Current guideline recommendations specify that patients with severe LC-FAOD should receive their total caloric intake from MCT [15]. However, high-dose administrations of MCT may cause gastrointestinal symptoms (e.g. cramping, diarrhoea and vomiting) [21]. In our study, the only treatment-related adverse effects with triheptanoin were gastrointestinal in nature (i.e. epigastric pain and diarrhoea) and were similar to those observed during MCT treatment. Although triheptanoin is generally well tolerated [17, 22], the documented adverse effects in other studies were also predominantly mild gastrointestinal symptoms (e.g. diarrhoea, abdominal or gastrointestinal pain, nausea and vomiting, abdominal distension and flatulence) [10, 16].

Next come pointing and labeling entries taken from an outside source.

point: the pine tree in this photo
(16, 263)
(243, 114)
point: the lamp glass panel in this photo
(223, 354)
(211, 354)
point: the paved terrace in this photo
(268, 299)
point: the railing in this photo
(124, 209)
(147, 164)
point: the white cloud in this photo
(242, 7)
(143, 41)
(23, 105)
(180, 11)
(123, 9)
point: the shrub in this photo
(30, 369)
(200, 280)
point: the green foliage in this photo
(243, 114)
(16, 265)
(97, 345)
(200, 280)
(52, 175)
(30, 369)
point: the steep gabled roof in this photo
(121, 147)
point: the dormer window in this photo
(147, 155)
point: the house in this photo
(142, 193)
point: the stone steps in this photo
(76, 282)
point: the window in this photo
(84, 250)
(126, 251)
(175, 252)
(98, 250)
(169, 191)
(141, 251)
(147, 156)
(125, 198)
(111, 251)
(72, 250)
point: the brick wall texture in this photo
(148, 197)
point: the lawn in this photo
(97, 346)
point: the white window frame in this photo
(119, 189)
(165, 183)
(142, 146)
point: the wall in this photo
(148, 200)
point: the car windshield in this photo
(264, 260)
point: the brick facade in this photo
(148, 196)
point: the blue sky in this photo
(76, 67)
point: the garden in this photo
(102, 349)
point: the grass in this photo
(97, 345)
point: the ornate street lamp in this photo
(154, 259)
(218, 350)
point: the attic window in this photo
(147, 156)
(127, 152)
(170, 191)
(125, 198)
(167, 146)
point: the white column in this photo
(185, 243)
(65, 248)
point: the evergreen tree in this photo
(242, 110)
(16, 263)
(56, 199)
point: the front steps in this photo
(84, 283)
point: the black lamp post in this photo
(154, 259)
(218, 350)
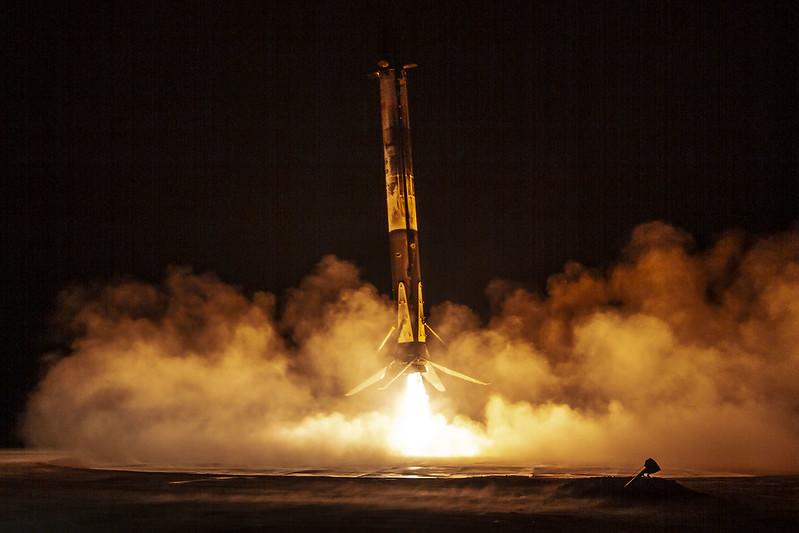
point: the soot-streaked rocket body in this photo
(410, 352)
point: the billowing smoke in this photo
(688, 356)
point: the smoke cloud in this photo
(688, 356)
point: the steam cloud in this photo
(691, 357)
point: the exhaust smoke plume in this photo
(690, 357)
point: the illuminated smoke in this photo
(416, 432)
(690, 357)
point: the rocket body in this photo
(401, 209)
(409, 354)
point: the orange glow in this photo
(415, 432)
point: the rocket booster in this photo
(410, 352)
(403, 235)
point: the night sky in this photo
(246, 141)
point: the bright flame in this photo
(416, 432)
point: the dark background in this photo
(244, 139)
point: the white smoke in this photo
(691, 357)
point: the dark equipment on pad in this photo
(650, 467)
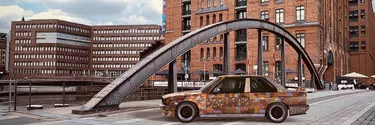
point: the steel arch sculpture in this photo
(115, 92)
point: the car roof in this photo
(240, 76)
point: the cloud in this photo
(14, 13)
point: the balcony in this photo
(240, 4)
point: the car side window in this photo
(232, 85)
(261, 85)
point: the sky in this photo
(89, 12)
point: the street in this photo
(357, 108)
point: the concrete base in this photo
(95, 110)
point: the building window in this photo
(353, 16)
(207, 19)
(221, 52)
(278, 43)
(208, 53)
(363, 44)
(241, 14)
(301, 39)
(264, 15)
(353, 47)
(220, 17)
(353, 31)
(363, 14)
(208, 4)
(353, 2)
(300, 10)
(241, 35)
(278, 69)
(201, 21)
(265, 68)
(214, 53)
(214, 19)
(241, 52)
(279, 15)
(363, 29)
(202, 53)
(265, 43)
(202, 4)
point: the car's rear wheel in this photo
(186, 112)
(277, 112)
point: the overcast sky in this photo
(90, 12)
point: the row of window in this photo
(279, 14)
(54, 25)
(214, 3)
(122, 31)
(23, 33)
(49, 63)
(45, 48)
(118, 38)
(114, 66)
(214, 19)
(117, 52)
(22, 41)
(116, 59)
(47, 71)
(122, 45)
(353, 30)
(208, 53)
(48, 56)
(353, 15)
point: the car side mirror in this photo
(217, 90)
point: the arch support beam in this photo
(119, 89)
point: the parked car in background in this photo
(236, 96)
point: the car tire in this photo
(277, 112)
(186, 112)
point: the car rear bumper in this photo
(167, 110)
(298, 110)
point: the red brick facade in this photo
(321, 27)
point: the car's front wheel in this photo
(277, 112)
(186, 112)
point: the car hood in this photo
(185, 93)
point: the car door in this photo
(229, 97)
(261, 94)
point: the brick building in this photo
(50, 49)
(318, 25)
(361, 29)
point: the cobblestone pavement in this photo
(366, 119)
(338, 109)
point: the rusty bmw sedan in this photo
(236, 96)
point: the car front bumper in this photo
(298, 110)
(168, 110)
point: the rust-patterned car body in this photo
(236, 104)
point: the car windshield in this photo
(209, 84)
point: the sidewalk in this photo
(65, 112)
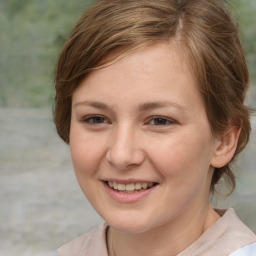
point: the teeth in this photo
(130, 187)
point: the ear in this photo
(226, 147)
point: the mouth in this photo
(131, 187)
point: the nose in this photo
(124, 151)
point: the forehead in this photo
(155, 72)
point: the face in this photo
(140, 140)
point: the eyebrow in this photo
(160, 104)
(141, 108)
(94, 104)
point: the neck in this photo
(167, 240)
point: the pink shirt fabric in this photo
(226, 236)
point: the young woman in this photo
(150, 98)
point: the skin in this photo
(150, 125)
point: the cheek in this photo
(85, 152)
(183, 159)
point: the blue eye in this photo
(94, 119)
(159, 120)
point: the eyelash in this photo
(98, 119)
(92, 118)
(167, 121)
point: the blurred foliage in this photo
(33, 31)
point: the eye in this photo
(160, 121)
(94, 119)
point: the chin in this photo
(129, 224)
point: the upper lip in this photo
(129, 181)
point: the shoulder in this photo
(225, 237)
(248, 250)
(92, 243)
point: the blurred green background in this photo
(33, 31)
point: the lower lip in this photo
(123, 197)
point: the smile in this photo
(131, 187)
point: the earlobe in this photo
(226, 147)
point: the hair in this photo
(205, 31)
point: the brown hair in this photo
(204, 29)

In this study, molecular confirmation was obtained for all patients either diagnosed by NBS or clinically. To this purpose, the use of next generation sequencing can be useful to provide counseling to the family on genetic diseases, establishing the risk of recurrence and advancing potential genotype–phenotype correlations [23, 24].

The limitations of this study include its retrospective, open-label and uncontrolled design, and the relatively small and heterogeneous study population. Since the total daily caloric intake provided by MCT and triheptanoin treatment differed between patients, a dose-dependent effect on clinical outcomes could not be ruled out.